Çözüm sürecini, başından beri sahnede hüner sergileyen bir sihirbazı seyreder gibi izledik. Sihirbazın ne yaptığını bilmiyorduk ama; işin fenası bilmemiz gerektiğini de düşünmüyorduk; devlet sırrı o kadar da merak edilmeye gelmezdi! Süreç, bütün sihirbazlık numaralarında olduğu gibi gizli-kapaklı cereyan ediyordu ve öyle olmalıydı. İşte bu gibi ümitlerle, Oslo’da, İmralı’da, Kandil’de veya başka mahfillerde hükûmet temsilcileri ile PKK arasında nelerin konuşulduğuna, hangi sözlerin verildiğine, kimin hangi dereceye kadar taviz verdiğine aldırış etmedik. Şapkadan güvercin çıktığında mucize olacaktı; ayrıntılar önemsizdi.
Olmadı, şapkadan güvercin çıkmadı, hokus-pokus işlemedi. Yapılacak tek şey var şimdi: Bilebildiğimiz kadarıyla Oslo’dan bu yana yapılan bütün görüşmelerin tutanaklarını, bütün ayrıntısıyla yayınlamak; Sihirli şapkayı tersyüz edip içindekileri halka göstermek! Demokratik özerkliğin içinde neler var; “Çözüm” dediğimiz terkibin komşu devletleri ve dış aktörleri ilgilendiren boyutları nelerdir; İran, ABD, Avrupa Birliği, Rusya, çözümün neresinde, hangi tavırla duruyorlar?

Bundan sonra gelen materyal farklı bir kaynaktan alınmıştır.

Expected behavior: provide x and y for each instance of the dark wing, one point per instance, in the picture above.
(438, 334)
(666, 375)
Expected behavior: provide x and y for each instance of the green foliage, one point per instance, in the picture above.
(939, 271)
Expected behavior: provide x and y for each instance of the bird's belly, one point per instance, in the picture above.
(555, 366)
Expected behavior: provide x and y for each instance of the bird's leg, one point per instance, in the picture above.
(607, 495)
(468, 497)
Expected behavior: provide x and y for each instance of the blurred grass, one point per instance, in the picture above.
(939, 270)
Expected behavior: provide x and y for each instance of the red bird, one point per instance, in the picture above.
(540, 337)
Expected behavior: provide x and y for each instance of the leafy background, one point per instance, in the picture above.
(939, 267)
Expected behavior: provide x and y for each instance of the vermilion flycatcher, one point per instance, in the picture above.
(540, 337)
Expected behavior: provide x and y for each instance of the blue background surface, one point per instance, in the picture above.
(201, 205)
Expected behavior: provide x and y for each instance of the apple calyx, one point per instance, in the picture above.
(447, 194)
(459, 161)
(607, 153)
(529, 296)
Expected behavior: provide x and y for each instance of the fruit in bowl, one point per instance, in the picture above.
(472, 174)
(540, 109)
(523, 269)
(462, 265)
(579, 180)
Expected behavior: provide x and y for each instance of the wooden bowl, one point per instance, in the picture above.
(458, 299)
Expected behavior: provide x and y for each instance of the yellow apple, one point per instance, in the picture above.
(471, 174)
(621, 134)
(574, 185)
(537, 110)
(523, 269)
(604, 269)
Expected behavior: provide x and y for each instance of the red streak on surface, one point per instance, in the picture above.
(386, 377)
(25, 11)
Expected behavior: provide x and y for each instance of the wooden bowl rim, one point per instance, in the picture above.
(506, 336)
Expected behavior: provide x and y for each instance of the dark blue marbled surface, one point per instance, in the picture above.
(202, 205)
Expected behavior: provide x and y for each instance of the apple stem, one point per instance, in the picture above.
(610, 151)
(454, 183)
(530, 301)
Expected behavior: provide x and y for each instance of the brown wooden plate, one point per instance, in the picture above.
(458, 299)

Süreci kim aksattı, bilmeliyiz; hangi taraf neyi vaadetti ve sözünde durmadı bilmeliyiz; kim, verdiği sözün hilâfına süreci zehirleyecek adımlar attı ve atmakta, bilmeliyiz. Sahnede sihirbaz olmadığı belli, kimsenin elinde sihirli değnek filan da yok. Bugüne kadar sürdürülen gizli-kapaklı “diplomasi”nin vardığı yer bir fiyasko; bir arpa boyu yol!